IL SIGNOR CONFETTO
di Nunzio Platania




Tirava un forte vento di libeccio quella mattina e il mare, dopo due giorni di quella tiritera, si era veramente ingrossato e rombava maestosamente frangendosi contro l’esterno del molo.
Nel bar del porto, imbacuccati a dovere, i soci del circolo si davano automaticamente convegno la domenica, quando c’erano simili giornate.
“Brr! - barrì Confetto entrando.
Confetto era uno grande e grosso, sulla trentina, faceva il rappresentante di sanitari (vendeva cessi, dicevano i soliti denigratori), L’avevano soprannominato così al circolo perché amava vestirsi scegliendo sempre tenui tinte color pastello: dal verde pisello al rosa confetto, che era appunto la sua passione. A vederlo era uno spettacolo: due metri e cento chili di confezione dolciaria.
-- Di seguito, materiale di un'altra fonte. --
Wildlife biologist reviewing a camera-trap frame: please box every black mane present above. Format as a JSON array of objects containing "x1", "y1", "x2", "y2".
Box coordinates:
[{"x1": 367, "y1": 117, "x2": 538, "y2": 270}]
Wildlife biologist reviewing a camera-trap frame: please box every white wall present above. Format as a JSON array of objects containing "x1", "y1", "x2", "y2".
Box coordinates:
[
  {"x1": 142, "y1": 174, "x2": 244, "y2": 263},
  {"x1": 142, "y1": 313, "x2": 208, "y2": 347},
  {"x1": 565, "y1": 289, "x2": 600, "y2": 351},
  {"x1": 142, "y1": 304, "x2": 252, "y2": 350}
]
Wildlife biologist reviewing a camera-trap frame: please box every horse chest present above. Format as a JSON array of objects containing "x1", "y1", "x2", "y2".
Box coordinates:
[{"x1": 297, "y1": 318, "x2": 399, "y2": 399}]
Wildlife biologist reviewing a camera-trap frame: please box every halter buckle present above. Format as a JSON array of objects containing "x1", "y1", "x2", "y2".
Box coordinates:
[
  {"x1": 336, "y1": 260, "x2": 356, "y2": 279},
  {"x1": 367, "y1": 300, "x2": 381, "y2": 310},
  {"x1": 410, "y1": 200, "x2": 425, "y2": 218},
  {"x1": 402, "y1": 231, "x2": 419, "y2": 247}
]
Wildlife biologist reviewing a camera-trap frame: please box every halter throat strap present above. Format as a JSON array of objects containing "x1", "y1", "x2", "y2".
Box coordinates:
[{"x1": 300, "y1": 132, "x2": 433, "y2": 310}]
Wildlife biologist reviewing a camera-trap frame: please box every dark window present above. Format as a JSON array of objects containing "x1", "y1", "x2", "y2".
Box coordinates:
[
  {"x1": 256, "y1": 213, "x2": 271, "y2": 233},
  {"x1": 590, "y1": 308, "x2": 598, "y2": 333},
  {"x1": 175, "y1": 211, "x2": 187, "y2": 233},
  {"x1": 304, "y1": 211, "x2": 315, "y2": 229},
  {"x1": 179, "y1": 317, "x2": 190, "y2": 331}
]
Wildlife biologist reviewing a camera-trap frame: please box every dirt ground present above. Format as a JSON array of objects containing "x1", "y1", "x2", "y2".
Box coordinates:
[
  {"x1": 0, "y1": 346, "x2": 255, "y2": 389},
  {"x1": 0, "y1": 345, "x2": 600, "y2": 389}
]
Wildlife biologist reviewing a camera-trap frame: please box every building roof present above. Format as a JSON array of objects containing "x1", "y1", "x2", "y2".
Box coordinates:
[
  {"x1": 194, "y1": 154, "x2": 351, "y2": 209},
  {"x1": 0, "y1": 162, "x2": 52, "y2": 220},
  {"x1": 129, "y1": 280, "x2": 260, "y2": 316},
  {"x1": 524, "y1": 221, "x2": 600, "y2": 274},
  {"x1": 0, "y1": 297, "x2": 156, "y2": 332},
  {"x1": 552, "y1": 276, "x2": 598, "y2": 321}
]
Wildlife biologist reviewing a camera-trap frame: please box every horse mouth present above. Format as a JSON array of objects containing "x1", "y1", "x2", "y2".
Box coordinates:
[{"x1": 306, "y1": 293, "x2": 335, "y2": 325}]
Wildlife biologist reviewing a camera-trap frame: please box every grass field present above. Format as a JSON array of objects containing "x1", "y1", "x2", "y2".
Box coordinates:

Anche quella volta era imbacuccato pure lui in un giaccone al pistacchio, orlato di un bel collettone peloso color malva e che lo faceva assomigliare a un gigantesco uovo di Pasqua. Ed era pure raffreddato.
Per cui entrando, dopo una potente trombazzata dal naso, annunciò:
“ Che tempo, ragazzi, la fuori tira che è un piacere.”
Ordinò poi il solito caffè a Tonino, il barista che a furia di frequentare gente spiritosa soleva cimentarsi in battute, a dir suo, spiritose e che quindi quella volta se ne usci con una battutaccia maldestra.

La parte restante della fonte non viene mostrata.